His voice was low, even. "Good."

He finally turned, meeting her gaze—a cold silver stare that once knew fear and now held only calculus.

"Villains lose in the end. I won't."

Kaelith's lip quivered. Then she smiled—soft, cracked, completely devoted. "Then I'll stay with you, darling. I'll follow you into whatever monster you become."

She kissed his cheek. Clung tighter.

And he let her.

Because loyalty was leverage. And obsession, even better.

Hours later, the candle had burned to a stub.

Cael stood before the map he had pinned to the wall—a sprawling outline of the Academy grounds, the city beyond, and even the territories of the great noble Houses.

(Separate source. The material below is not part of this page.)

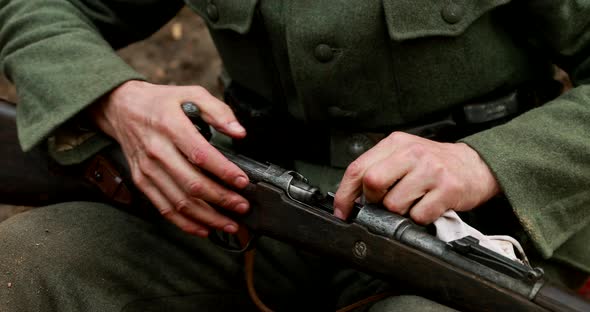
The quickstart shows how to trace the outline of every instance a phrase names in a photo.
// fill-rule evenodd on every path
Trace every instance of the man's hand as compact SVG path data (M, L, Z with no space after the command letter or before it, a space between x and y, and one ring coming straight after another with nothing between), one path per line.
M202 237L212 228L234 233L237 223L211 204L243 213L249 203L209 176L236 188L248 185L248 177L184 115L180 105L189 101L216 130L233 138L246 135L229 106L197 86L128 81L92 106L90 113L119 142L135 184L166 219Z
M466 211L500 192L476 151L463 143L439 143L394 132L348 166L334 198L334 214L346 219L354 201L428 224L445 211Z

Colored pins marked locations.

Strings of thread—silver, crimson, black—tied names to titles, relationships to threats. He had labeled them meticulously:

Allies – Those who could be relied upon, or at least predicted.

Enemies – Those watching him, waiting for him to stumble.

Recruitable Assets – Broken people, angry ones. People like Kaelith.

Every name on the board had potential. Every weakness, a door.

Cael stepped back, taking in the full design. His fingers brushed over the edge of a note tagged Elias Dorne—currently rising in fame from the trials.

Another over Velmire—her loyalty fraying beneath faculty politics.

And at the center, his own name.

Cael Ardyn.

"To win, I'll rewrite the world's script. One name at a time."

[System Notification – Faction Path Unlocked: Shadow Sovereign]Gain: Influence Web (1/5 Nodes Connected)Status: The web begins.